Annette Voland, veuve Gru, qui recueille Marcel  à six ans – ses parents raflés par la gestapo, lui en réchappe (19 à 60)

leurs sourires sans doute
Raymonde Duc Martin – vivait à Vaujours où Marcel commença d’aller à l’école pour en fuguer (on ne le battit ni le punit pour ces actes-là) (61 à 92)

oui les sourires pour la photo
Lily Salem épouse d’Emmanuel, un oncle maternel de Marcel (sa mère et son père disposaient du même patronyme, je crois bien qu’ils étaient de Constantinople) (93 à 122)

modiste, elle tutoie son employé sauf quand il y a des clientes  – créatrice de chapeau aux Batignolles – on l’aime beaucoup – les trois rangs de perles comme la reine d’Angleterre –
Madame Gobin (vit au troisième, 56 rue des Batignolles, au dessus de l’échope de la modiste Lily) (123 à 148)

dont on ne connaîtra pas le prénom – formidable pédagogue – drôle gaie adorable et veuve
Gabrielle Bertrand, journaliste, exploratrice, aimant les éléphants, le Bouthan, vivant dans une chambre de bonne – magnifique héroïne (149 à 185)

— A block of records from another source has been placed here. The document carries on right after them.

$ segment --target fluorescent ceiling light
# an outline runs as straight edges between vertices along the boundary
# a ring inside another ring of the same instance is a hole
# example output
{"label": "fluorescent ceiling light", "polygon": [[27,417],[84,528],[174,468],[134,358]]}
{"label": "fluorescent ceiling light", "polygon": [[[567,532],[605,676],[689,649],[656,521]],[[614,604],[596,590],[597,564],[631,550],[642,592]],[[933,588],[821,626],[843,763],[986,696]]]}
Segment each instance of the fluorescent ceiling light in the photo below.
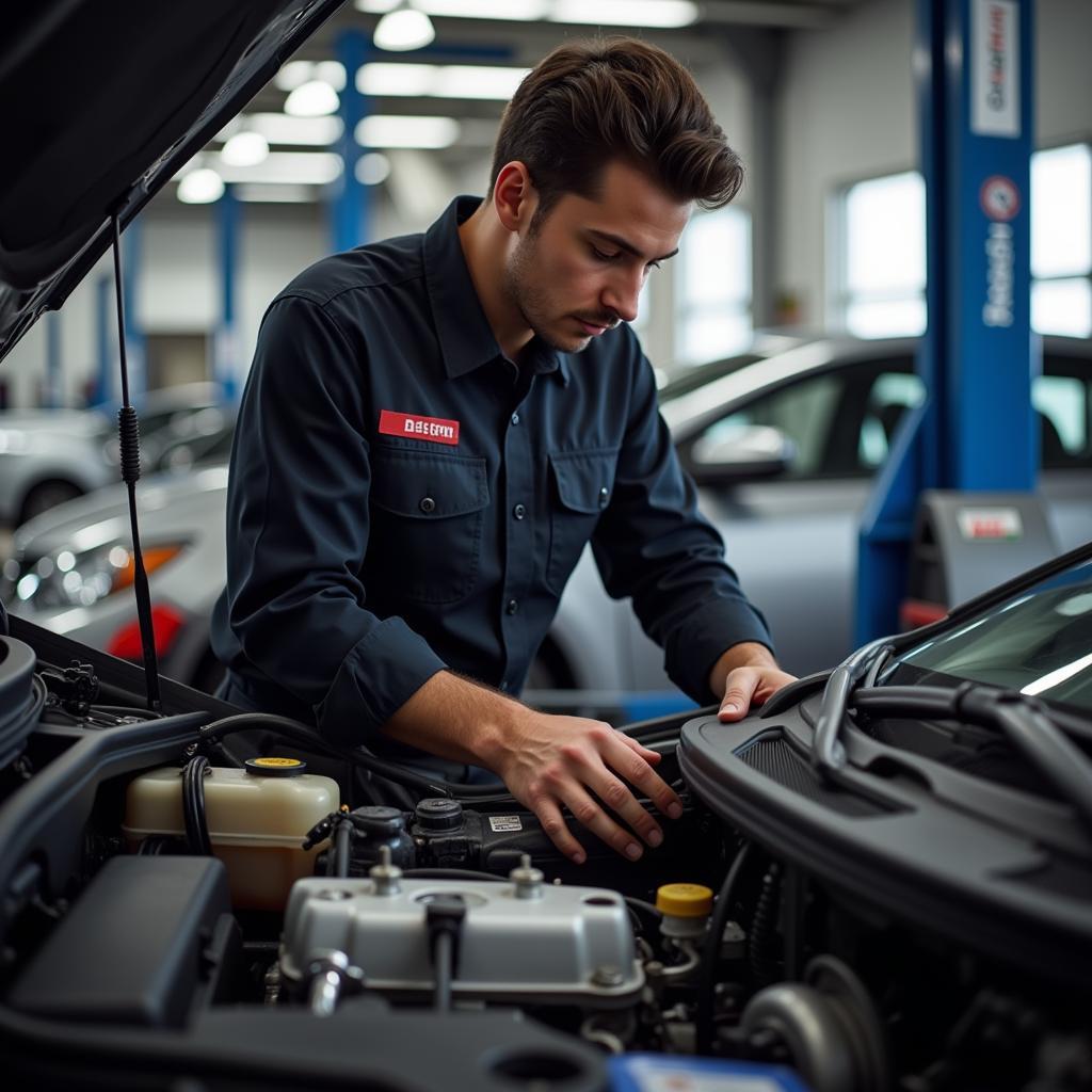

trente ans de plus que Marcel – elle décède à l’hôtel du Quai d’Orsay (l’expo de Sophie Calle) – pour elle, je reproduis cette phrase qui, comme un gant à ma taille, me va : ne demande pas ton chemin à celui qui le connaît, tu risquerais de ne jamais te perdre

Cinq femmes – contre l’œil hein – parfaitement humaines

 

Cinq Femmes un livre de Marcel Cohen (gallimard 2023) (encore merci)

 

Soixante-dix-septième

 

 

 

Lorsque j’ai commencé à demander à cette maison ([s]témoin)  s’il s’y trouvait des occurrences du mot  Cannes elle m’a donné trois pages d’articles – une trentaine – ce n’est donc pas que ça ne me plaise pas – c’est juste une vitrine : quelque chose qui montre quelque chose d’autre afin d’en procurer une jouissance suivie d’un désir – quelque chose d’assez obscène, il faut peut-être le (re)dire : hors de la scène exacte qui est celle de l’écran – lequel ne fait rien d’autre que de cacher exactement ce qui est projeté – on sort de là un peu hébété sans rien d’autre que des fantasmes – dehors il fait encore jour ou il pleut – il fait nuit et on est déçus, on a faim ou soif – on a envie d’une cigarette (ça va ensemble) – à nos âges (et à d’autres) on a des besoins à satisfaire –  et puis après on rentre – y aller, est-ce une habitude ? Un pli (mauvais, faux, à repasser ?) ou un besoin de toutes pièces créé ? Racontez-moi une histoire que je m’endorme… oui, sans doute, aussi mais pas seulement (des ombres, des fantômes, des vrais gens cependant – peuple – on les aime d’un amour secret, déçu, figé malheureux : on ne les connaît pas on ne voudrait pas, nous ne sommes pas du même monde disait une publicité de rillettes – toujours cette sensation – des vampires (des vampes) assoiffés…) – une industrie un peu comme une autre, mais un peu seulement   

(le mode opératoire a un peu changé – les légendes sont automatisées)

 

Cannes vingt-vingt-quatre mais d’abord une photo d’un des hommes les plus riches de ce pays qui a marié une starlette, laquelle l’entraîne sur « les marches du palais » (y’a une tant belle fille lonla) – le type (il est de 62) se laisse faire, heureux de montrer (et promouvoir) son bonheur et la poitrine opulente de sa conquête (on n’est jamais sûr de la réalité des photos, tu sais bien)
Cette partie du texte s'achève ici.